Industry experts note that financing remains a major hurdle. Of the roughly $50 billion cost for a new hyperscale data center, about $15 billion covers land and buildings—while the rest goes toward GPUs, which are both costly and in short supply. Following Meta’s example, which secured $29 billion from outside financiers for a Louisiana data center, OpenAI is expected to rely heavily on debt markets to fund its future sites, with Nvidia’s equity stake boosting lender confidence.

Despite bottlenecks in GPU supply chains, Altman maintains that rapid infrastructure buildouts are essential: “We cannot fall behind in the need to put the infrastructure together to make this revolution happen.”

Alibaba Shares Surge on Nvidia Partnership and Global AI Expansion

Alibaba announced on Wednesday a sweeping set of initiatives, including a partnership with Nvidia, new global data centers, and its largest-ever AI products, underscoring its pivot to make artificial intelligence a central business priority alongside e-commerce.

The news sent Alibaba’s Hong Kong-listed shares up nearly 10% to a four-year high, while its U.S.-listed shares also rose by a similar margin in premarket trading.

“The speed of AI industry development has far exceeded our expectations, and the industry’s demand for AI infrastructure has also far exceeded our expectations,” Alibaba CEO Eddie Wu said at the company’s annual Apsara Conference. He added that spending on AI will be increased, though without specifying figures. Earlier this year, Alibaba pledged 380 billion yuan ($53 billion) for AI infrastructure investments over three years.

As part of its strategy, Alibaba will collaborate with Nvidia to enhance physical AI capabilities including data synthesis, model training, environmental simulation, and validation testing.

The company also unveiled an ambitious global data center expansion plan, announcing facilities in Brazil, France, and the Netherlands, with more to follow in Mexico, Japan, South Korea, Malaysia, and Dubai within the next year. This will add to Alibaba’s current network of 91 data centers across 29 regions. The company did not specify whether Nvidia chips would power these new facilities.

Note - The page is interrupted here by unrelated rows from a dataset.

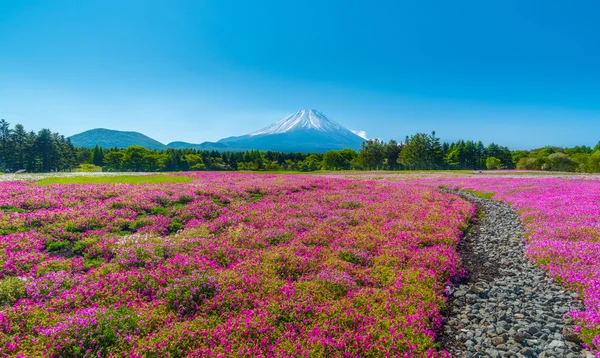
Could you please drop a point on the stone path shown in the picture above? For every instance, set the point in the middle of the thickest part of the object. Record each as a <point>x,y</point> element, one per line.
<point>507,306</point>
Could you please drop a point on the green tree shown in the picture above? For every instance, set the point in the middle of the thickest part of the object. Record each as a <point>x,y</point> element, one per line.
<point>416,153</point>
<point>493,163</point>
<point>372,154</point>
<point>97,156</point>
<point>333,160</point>
<point>113,160</point>
<point>391,153</point>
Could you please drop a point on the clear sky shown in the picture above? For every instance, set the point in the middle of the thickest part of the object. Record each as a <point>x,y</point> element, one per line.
<point>516,72</point>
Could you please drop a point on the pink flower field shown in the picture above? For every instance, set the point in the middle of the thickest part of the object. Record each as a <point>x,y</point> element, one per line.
<point>248,265</point>
<point>562,220</point>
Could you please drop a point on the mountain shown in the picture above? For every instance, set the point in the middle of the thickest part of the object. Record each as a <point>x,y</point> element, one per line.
<point>307,130</point>
<point>108,138</point>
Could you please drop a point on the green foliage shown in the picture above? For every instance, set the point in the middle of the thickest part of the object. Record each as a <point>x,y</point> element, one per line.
<point>421,151</point>
<point>99,334</point>
<point>107,138</point>
<point>187,294</point>
<point>482,194</point>
<point>11,290</point>
<point>493,163</point>
<point>87,168</point>
<point>57,245</point>
<point>34,152</point>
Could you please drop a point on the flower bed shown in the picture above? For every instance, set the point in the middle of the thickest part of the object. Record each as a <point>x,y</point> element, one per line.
<point>226,265</point>
<point>562,220</point>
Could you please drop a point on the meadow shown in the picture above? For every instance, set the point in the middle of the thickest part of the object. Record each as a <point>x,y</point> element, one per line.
<point>225,265</point>
<point>562,221</point>
<point>239,264</point>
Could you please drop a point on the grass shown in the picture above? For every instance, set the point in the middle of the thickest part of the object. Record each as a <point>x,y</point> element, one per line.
<point>481,194</point>
<point>117,179</point>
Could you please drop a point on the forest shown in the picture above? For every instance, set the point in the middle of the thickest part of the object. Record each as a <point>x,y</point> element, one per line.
<point>46,151</point>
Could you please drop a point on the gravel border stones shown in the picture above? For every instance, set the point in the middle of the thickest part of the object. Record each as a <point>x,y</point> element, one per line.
<point>506,306</point>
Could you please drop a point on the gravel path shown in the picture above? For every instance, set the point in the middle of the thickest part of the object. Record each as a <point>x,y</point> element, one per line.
<point>507,306</point>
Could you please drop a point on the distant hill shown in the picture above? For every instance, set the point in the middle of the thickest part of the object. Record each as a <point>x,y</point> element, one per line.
<point>108,138</point>
<point>306,130</point>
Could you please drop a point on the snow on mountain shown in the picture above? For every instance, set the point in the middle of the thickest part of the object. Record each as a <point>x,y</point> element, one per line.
<point>361,134</point>
<point>303,119</point>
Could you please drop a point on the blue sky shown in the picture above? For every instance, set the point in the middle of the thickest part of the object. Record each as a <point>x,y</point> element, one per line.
<point>520,73</point>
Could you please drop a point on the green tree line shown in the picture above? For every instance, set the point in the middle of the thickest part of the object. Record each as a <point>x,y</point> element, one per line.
<point>43,151</point>
<point>46,151</point>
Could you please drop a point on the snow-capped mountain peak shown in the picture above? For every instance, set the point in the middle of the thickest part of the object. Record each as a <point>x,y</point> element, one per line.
<point>303,119</point>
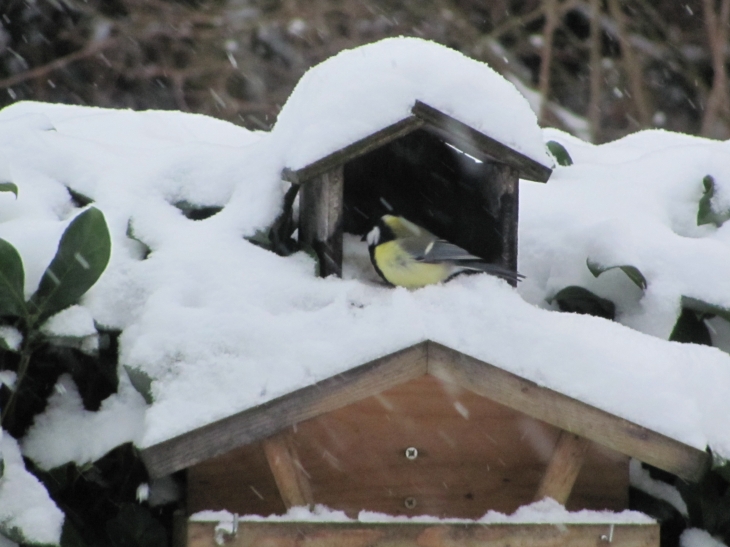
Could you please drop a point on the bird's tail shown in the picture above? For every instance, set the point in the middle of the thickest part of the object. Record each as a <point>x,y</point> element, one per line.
<point>493,269</point>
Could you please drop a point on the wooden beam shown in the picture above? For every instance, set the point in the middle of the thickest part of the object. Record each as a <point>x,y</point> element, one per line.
<point>563,469</point>
<point>504,182</point>
<point>320,219</point>
<point>567,413</point>
<point>260,422</point>
<point>351,151</point>
<point>478,144</point>
<point>290,476</point>
<point>355,534</point>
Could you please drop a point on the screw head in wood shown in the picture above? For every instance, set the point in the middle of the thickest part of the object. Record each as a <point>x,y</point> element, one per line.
<point>411,452</point>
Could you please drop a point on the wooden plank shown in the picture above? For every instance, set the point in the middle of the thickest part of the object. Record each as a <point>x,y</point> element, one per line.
<point>351,151</point>
<point>239,481</point>
<point>355,534</point>
<point>478,144</point>
<point>567,413</point>
<point>504,181</point>
<point>320,219</point>
<point>285,465</point>
<point>474,455</point>
<point>562,471</point>
<point>265,420</point>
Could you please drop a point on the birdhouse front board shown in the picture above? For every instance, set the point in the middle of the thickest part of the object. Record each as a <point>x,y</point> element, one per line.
<point>425,447</point>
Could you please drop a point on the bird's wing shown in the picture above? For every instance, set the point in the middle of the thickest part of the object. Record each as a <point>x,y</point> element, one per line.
<point>438,250</point>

At the same event, Alibaba launched its most advanced AI language model to date, Qwen3-Max, boasting over 1 trillion parameters. According to CTO Zhou Jingren, the model demonstrates strong performance in code generation and autonomous agent capabilities, allowing the AI to act more independently toward user-defined goals compared to traditional chatbots like ChatGPT.

Benchmark tests such as Tau2-Bench reportedly show Qwen3-Max outperforming competitors including Anthropic’s Claude and DeepSeek-V3.1 in specific categories.

Additional AI products showcased included Qwen3-Omni, a multimodal system designed for immersive applications in virtual and augmented reality, with potential use cases in smart glasses and intelligent vehicle cockpits.

The announcements come shortly after Nvidia revealed a $100 billion investment deal with OpenAI, highlighting the intensifying race in AI infrastructure.

Alibaba’s cloud division, which reported 26% revenue growth last quarter, is emerging as a key growth driver as the company monetizes its AI services more aggressively.